Near 4000Hz, there is a sharp decline.
Fig. 4 a gives the sound spectrograph of the practical background noise of iphone6 mobile phone, and Fig. 4 b, which gives, utilizes the method for the present invention
The sound spectrograph of the final background noise of obtained iphone6 mobile phone, Fig. 4 c give the practical background noise of iphone6 mobile phone with
The frequency spectrum of the final background noise of the iphone6 mobile phone obtained using the method for the present invention is compared.It can be seen that from Fig. 4 c
The frequency of the practical background noise of iphone6 mobile phone and the final background noise of the iphone6 mobile phone obtained using the method for the present invention
Spectrum be it is much like, absolutely prove that it is feasible and effective that the method for final background noise of mobile phone is obtained in the method for the present invention.
6. counting nearly mute section of the total number in the corresponding tested speech word bank of each mobile phone, it is with the smallest total number
Base value, the half that base value is randomly choosed from all closely mute sections in the corresponding tested speech word bank of each mobile phone are closely quiet
Segment constitutes the corresponding sub- training set of each mobile phone, from remaining all close quiet in the corresponding tested speech word bank of each mobile phone
Nearly mute section of half that base value is randomly choosed in segment constitutes the corresponding sub- test set of each mobile phone;Then by all mobile phones pair
The sub- training set answered constitutes a total training set, and the corresponding sub- test set of all mobile phones is constituted a total test set;Then
The spectrum distribution feature of the final background noise of all mobile phones obtained by total training set is constituted into a training characteristics space, and
The spectrum distribution feature of the final background noise of all mobile phones obtained by total test set is constituted into a test feature space;It
Dimensionality reduction operation is carried out to training characteristics space using principal component analysis (PCA) method afterwards, then to the training characteristics space after dimensionality reduction
In all values be normalized;And mapping matrix used by dimensionality reduction operates is carried out to survey according to training characteristics space
It tries feature space and carries out dimensionality reduction operation, then all values in the test feature space after dimensionality reduction are normalized;Finally
The svm classifier function carried using Matlab first carries out model training to the training characteristics space after normalized, obtains one
A trained more disaggregated models recycle trained more disaggregated models mute section point nearly to each of total test set
Class differentiates.
In this particular embodiment, the step svm classifier function that 6. middle Matlab is carried uses RBF kernel function,
Optimal value is obtained using cross validation mode to penalty coefficient and gamma factor in Matlab included svm classifier function.

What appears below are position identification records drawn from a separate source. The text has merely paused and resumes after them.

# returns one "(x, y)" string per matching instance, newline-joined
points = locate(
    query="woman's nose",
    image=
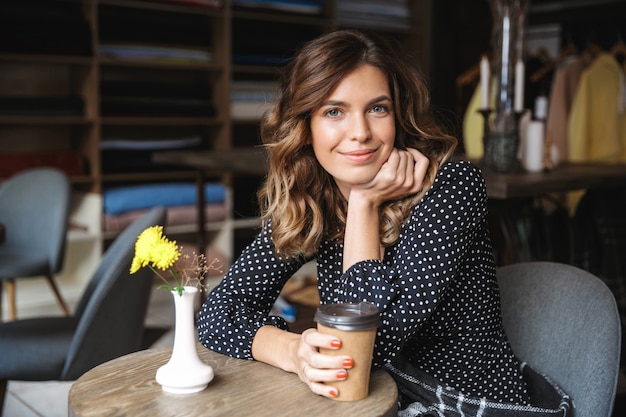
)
(359, 128)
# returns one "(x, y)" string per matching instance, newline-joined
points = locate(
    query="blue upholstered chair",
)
(108, 321)
(563, 321)
(34, 209)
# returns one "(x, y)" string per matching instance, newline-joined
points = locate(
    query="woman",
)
(359, 180)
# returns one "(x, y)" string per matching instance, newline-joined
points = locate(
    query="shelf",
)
(77, 60)
(45, 120)
(160, 121)
(151, 74)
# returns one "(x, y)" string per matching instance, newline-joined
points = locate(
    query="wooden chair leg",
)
(10, 286)
(58, 296)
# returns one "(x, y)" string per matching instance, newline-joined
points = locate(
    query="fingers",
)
(319, 371)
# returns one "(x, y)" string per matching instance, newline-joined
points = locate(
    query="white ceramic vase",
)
(185, 373)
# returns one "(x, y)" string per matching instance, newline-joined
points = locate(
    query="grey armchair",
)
(563, 321)
(108, 321)
(34, 209)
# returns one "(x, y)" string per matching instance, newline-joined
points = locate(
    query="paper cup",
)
(355, 325)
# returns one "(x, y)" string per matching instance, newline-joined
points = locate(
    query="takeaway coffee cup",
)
(355, 325)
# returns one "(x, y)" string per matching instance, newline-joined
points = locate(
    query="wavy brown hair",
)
(298, 197)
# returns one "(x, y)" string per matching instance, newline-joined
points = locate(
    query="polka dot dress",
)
(436, 291)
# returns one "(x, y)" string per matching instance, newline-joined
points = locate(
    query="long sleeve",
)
(445, 239)
(240, 304)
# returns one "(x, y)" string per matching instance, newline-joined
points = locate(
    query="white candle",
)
(484, 82)
(519, 86)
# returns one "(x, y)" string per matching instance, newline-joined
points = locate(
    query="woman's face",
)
(353, 132)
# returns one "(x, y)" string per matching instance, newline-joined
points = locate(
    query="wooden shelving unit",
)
(122, 96)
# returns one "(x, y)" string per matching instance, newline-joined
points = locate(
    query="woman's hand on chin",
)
(402, 175)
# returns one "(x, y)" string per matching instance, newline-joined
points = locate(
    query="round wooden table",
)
(126, 386)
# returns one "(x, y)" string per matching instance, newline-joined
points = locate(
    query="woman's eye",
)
(379, 109)
(333, 112)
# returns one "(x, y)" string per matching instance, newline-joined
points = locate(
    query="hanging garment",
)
(597, 121)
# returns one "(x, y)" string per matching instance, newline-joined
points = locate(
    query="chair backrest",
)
(35, 209)
(564, 322)
(112, 310)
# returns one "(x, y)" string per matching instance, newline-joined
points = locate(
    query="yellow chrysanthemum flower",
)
(155, 251)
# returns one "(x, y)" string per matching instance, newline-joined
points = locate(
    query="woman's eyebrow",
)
(378, 99)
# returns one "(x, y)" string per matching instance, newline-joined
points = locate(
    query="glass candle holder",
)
(502, 138)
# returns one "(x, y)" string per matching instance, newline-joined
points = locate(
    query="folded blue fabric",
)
(122, 199)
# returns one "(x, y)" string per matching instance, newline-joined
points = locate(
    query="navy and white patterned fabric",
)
(435, 289)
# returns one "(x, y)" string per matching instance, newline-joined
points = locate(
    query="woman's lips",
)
(359, 156)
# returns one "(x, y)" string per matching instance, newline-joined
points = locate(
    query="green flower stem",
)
(179, 287)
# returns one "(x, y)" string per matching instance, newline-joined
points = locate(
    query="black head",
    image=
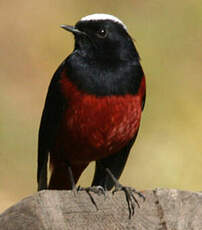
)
(104, 58)
(103, 36)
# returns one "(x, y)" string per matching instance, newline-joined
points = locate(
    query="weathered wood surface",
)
(163, 209)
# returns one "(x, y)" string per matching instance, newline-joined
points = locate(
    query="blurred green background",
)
(168, 34)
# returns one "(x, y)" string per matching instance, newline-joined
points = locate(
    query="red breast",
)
(94, 127)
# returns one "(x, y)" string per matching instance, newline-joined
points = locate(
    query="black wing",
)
(51, 116)
(115, 163)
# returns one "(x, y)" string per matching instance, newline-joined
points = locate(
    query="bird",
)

The feasibility and validity of method in order to further illustrate the present invention carries out experimental verification to the method for the present invention.
In an experiment, the corresponding voice word bank of each mobile phone is established, effectively to assess the feasible of the method for the present invention
Property and validity.Table 1 lists the brand and model for testing used 24 mobile phones, and 24 mobile phones is utilized to acquire voices.
12 participants (6 male 6 female) are invited to participate in voice collecting.Each participant needs to read aloud immobilized substance with normal word speed, when
Long guarantee 3 minutes or more.Playback environ-ment is relatively quiet office between one, and 24 mobile phones open simultaneously and close recorder.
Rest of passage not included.